The vast majority of users use apps and services that are exchanges between or about the well-known,
publicly resolvable registered persona DIDs of people, places, or things?\
Let's list a few to see how much of human digital life it covers:
* All social media: Twitter, Facebook, Instagram, Telegram, Signal, etc.
* All public content creation: YouTube, SoundCloud, Spotify, etc.
* All current registries: NPM, all app stores, all things that use those registries
    (basically every piece of software on the planet)
* All publicly registered objects: cars, boats, airplanes, etc.
Put it this way: very few use cases on this planet will not directly, or within them,
rely on publicly iterable, globally registered persona DIDs.
But that said, I'm interested in hearing other opinions or counter arguments to the contrary.
(_@csuwildcat_)

There is an implicit need for the registry to track its entries as DIDs. I guess those 95% use cases will have to get other types of DIDs for that?

It's possible to make a DID doc that represents a KERI identifier. If you want to resolve it, you can put it in any number of blockchains. That just publishes it. However, they don't have to be published to work.
(@_stevetodd)

Or for example TOR hidden services, these are not designed to be discoverable. In fact, the whole point of tool is to provide anonymity. Anonymity is a property of set membership, and it's destroyed by making the sets small or enumerable. (@OR13b)

In many scenarios, what the elaborate question explains makes sense. I can understand a different design goal/priority for KERI, I think the rationale is quite clear in terms of where it stands in the DID space. (@fimbault)

**Q: Follow up question 2: That's not deterministic?

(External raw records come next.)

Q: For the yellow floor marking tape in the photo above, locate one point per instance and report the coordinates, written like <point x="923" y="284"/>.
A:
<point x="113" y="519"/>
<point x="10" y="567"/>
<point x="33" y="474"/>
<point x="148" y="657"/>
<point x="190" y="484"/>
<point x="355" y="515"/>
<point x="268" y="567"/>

You can't have Registry A magically just trust that a DID from Other System B, it would need to be native to it? Any registry with deterministically resolvable entries requires the entry controllers' IDs and resolutions be native to it. That's an empirical computer science wall type of requirement.
Imagine I want to register a DID in a decentralized deterministically iterable registry - something anyone can run and deterministically know all entries registered with it, wherein the registry has no central entities or authorities that determine the bindings between entries and those who control them...\

Nowhere in any paper on this planet is this a solved problem, because it's basically NP hard

It depends on what you mean by resolve. The white paper explains the points brought up in this question. (@_stevetodd)

| TBW prio 1 |

**Q : Nowhere in any paper on this planet is this a solved problem, because it's basically NP hard

It's considered a privacy property of KERI, that you cannot enumerate all identities.
(@Or13)

Q&A Security Guarantees

**Q: What are the security risks of KERI with regard to the identity protocol?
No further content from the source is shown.